# New African cichlid tank



## DanteNPS09 (Feb 16, 2019)

Hello, i'm new to this forum and this is my first post 🙂. I had just put my first african cichlid 2 days ago (the tank had been cycling for 3 months). Currently the stocking are:
- 1 Aulonocara red flush (Male)(2 inch)
- 1 Aulonocara red German (male)(2 inch)
- 1 Aulonocara red Rubin (male)(2inch)
- 5 Aulonocara OB 'peacock' (Male?)(2 inch)
- 1 Aulonocara Dragon Blood (male)(2 inch)
- 1 Aulonocara Baenschi (male?)(1.5 inch)
- 1 Cytocara Moori Albino (male?)(1.5 inch)

The tank measurement is:
Length: 110 cm, Width: 60 cm, Height: 60 cm
Using the Gallon Calculator, it said my tank is around 105-110 US Gallon.

So, some people said that my tank is understocked and urged me to buy more fish for the tank. Is this true? 

From what I have heard, it's not really safe to mix peacock/mbuna/haps species in the same tank (hit or miss). Thats why I bought mostly Aulonocara types.

After doing some research at online store, there are some candidates that I'm interested :
- 1 Yellow/White tail Acei
- 1 Albino Dragon Blood Aulonocara (kinda reluctant, as i fear it will clash with my regular dragon blood)
- 1 Aulonocara Sulfur head
- 1 Pseudotropheus Socolofi
- 1 Malawi Eye biter/1 Red Rubin x Eye Biter hybrid
- 1 Yellow Lab
- 1 Electric Blue Hap

Should I go with those lists?
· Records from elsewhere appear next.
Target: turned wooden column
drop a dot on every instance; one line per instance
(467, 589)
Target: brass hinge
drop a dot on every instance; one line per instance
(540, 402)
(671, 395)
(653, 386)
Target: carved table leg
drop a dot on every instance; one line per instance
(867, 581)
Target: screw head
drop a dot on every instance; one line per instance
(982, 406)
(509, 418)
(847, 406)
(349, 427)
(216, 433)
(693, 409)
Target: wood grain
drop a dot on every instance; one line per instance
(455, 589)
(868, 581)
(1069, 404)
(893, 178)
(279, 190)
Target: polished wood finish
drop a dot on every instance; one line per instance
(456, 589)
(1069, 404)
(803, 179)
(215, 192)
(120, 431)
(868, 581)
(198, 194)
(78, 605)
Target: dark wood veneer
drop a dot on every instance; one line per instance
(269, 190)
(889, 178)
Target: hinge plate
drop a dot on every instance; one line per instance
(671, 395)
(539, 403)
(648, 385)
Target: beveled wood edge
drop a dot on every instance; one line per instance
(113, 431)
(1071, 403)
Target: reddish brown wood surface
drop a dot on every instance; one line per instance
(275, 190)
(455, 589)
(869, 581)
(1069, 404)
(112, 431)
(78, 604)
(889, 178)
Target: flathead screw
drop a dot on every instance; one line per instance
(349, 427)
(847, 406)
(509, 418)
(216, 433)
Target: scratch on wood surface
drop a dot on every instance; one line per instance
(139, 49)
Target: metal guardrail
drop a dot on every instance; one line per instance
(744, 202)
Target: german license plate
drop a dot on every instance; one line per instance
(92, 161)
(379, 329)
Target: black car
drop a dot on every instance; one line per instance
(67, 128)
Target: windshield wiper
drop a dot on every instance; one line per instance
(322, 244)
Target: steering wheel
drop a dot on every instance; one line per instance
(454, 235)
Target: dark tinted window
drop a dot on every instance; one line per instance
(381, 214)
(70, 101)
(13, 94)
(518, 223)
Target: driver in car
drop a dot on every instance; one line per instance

I know the Aulonocora can live together as long as they're not the same color, but I dont know about the others.

Or should I go with buying female aulonocaras for the tank?
Any of your suggestion is welcome😊.(sorry for any grammatical errors, english is not my first language, and I'm living outside of the states)



The picture I attached is the hybrid between malawi eye biter and Red Rubin Aulonocara (I think, the seller said so)


----------